Ad essere onesti non ricordo se ho pensato nello specifico a Zombi o solo a creature genericamente mostruose, ma l’idea è mia, caro il mio Charlie.

Però Dead Set l’ha creata lui, purtroppo.

Per quanto povera e arrancante, è una serie tv fondata su un’idea geniale, quindi merita perlomeno rispetto. E magari una o due puntate potete vederle, su.

deadset

Le dosi massicce di gore non intaccano l’assunto molto serio alla base della serie: l’umanità è praticamente assente nella stragrande maggioranza dei personaggi, pertanto la trasformazione in zombi  è quasi un passaggio automatico, la naturale evoluzione/semplificazione: belve affamate pronte a fagocitare rivali per un pizzico di celebrità? Eccovi accontentati.

Ora non dovete più far finta di essere bendisposti e civili nei confronti del prossimo, potete e dovete sbranarlo. Bon appetit.

5. Diversamente (e parzialmente) morto

Ovvero la gestione degli zombi da parte di SEL. Dopo il risveglio, dopo l’orrore, vien fuori LA CURA. I parzialmente morti in terapia ritrovano la loro umanità. Anche Kieran, omosessuale, che si era suicidato perchè non voleva più vivere in una società nella quale non si sentiva accettato.

E quindi gli tocca rivivere, zombi depresso e perennemente triste, circondato da metafore e pipponi sui diversi, l’intolleranza, bla bla bla.

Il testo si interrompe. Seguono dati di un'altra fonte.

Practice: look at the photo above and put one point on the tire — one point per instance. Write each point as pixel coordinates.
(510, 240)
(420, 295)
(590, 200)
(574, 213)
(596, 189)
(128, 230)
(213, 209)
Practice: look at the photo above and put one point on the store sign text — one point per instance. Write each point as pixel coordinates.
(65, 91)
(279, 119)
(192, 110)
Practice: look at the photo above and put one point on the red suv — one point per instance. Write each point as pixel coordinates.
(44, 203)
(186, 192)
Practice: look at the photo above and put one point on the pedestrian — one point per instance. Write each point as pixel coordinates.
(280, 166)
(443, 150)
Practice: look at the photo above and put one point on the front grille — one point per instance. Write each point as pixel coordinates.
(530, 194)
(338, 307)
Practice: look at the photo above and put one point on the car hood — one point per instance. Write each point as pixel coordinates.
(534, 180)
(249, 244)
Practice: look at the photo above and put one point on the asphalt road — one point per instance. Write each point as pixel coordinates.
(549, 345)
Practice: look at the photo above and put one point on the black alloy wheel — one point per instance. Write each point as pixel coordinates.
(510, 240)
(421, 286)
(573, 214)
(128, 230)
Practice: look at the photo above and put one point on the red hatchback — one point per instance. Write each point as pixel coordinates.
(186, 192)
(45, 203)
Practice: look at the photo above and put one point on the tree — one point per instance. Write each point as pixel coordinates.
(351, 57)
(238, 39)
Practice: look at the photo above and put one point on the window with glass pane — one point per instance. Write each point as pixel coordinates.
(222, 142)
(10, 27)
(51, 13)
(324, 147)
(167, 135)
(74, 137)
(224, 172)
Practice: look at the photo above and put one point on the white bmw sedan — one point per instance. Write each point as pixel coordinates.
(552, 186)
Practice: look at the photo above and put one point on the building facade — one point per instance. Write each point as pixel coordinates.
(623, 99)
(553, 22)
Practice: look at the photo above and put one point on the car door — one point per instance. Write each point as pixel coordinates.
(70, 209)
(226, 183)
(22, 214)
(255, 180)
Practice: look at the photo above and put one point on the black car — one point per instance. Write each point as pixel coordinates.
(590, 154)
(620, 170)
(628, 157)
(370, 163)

Triste è un po’ tutta In the flesh, la serie tv inglese creata da Dominic Mitchell.

teenage zombie in the flesh

Con quella espressione sul viso, poi, Kieran sembrava ripetermi ogni due secondi:

-Perchè mi avete svegliato?

-Perchè mi avete svegliato?

-Perchè mi avete svegliato?

Abbandonata a metà del secondo episodio.

Mi guardo attorno: ci sono ancora molte lapidi da visitare, molto recenti e sicuramente interessanti. Intravedo anche Etnozombies a pochi passi, frutto esotico della colonizzazione post-mortem dell’immaginario, morti viventi africani, anche cubani.

Vorrei restare ma si sta facendo buio, io me ne vado. E cos’è questa musica che sento arrivarmi addosso, sempre più vicina e definita man mano che il sole tramonta?